I have to say, that this very topic crossed my mind too.

I could make no headway at the time with a certain well-loved professor of Physics and Chemistry
when arguing for the concept that upper surfaces of an inflatable (a tire in that case)
could carry an appreciable axle weight.

The issue seems to be that tension structures such as the usual inflatable, can carry different
forces in orthogonal surface axes as well as react forces normal to their surface.
This can happen by a change in the preexisting tension .
Here (under water) we could have a tension structure with balanced internal
and external pressures acting to compress the envelope, independent of the tension that may
or may not exist. A balloon inflated only to its "rest volume" sees no skin tension for nominal
top to bottom depths, for example.

To conclude, it is amusingly potent gotcha material, to invoke a surface under tension in one surface axis,
in greater tension in an orthogonal surface axis, and in compression in a third (normal) axis.

Brian W

On 10/21/2010 10:29 AM, Philip Keller wrote:
Two thoughts...

1. This reminds me of an older thread about what holds up a car or bicycle.
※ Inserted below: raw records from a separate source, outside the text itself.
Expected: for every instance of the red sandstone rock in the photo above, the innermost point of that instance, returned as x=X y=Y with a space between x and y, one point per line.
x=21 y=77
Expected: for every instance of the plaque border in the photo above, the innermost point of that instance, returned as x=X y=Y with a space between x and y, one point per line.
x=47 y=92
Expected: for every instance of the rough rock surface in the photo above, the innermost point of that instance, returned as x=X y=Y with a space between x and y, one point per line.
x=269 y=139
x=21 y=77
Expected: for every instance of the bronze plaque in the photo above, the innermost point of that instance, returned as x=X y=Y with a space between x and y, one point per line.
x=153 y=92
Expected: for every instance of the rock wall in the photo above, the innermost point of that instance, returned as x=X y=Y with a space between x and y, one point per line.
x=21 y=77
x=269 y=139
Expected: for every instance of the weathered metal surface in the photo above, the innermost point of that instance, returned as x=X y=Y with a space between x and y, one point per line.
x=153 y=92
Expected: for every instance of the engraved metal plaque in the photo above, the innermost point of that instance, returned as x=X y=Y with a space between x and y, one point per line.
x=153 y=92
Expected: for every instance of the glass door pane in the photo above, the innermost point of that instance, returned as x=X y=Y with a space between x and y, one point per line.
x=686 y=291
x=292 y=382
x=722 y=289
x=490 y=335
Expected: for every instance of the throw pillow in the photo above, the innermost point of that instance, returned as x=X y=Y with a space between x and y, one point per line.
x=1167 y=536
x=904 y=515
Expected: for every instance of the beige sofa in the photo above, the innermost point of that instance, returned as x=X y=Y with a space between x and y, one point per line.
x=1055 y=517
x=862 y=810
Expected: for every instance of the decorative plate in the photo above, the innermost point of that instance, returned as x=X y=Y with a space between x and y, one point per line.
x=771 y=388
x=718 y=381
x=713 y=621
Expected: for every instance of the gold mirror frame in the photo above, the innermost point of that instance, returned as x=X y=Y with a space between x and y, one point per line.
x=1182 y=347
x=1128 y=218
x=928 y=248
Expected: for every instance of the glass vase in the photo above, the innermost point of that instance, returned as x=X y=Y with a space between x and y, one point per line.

Consider the spokes of a bicycle wheel: they are all in tension. It is the difference between the tension in the upper and lower spokes that balances the weight of the bike. Similarly, it is the difference in pressure on the upper and lower surfaces that produces the buoyancy force. Same for the upward force that you apply with a suction cup. After all, the inside of the cup does not have to be a complete vacuum for the cup to work. But if there is air inside the cup, it exerts downward pressure. But less downward pressure than the upward pressure coming from the atmosphere.

2. The argument that "if you cut off the piling it floats so it must be in tension" had me convinced for a while. Or the reverse argument that if you wanted to add another layer to your piling, you would need glue. But you wouldn't need glue -- you would just need to have smooth enough surfaces to push out all the water (which brings us back to the question that started the thread). It is not a realistic way to make a piling, but it does show that without any upward component to the water pressure, the piling is in fact in compression. Cutting part of it off introduces another surface for water pressure to act on.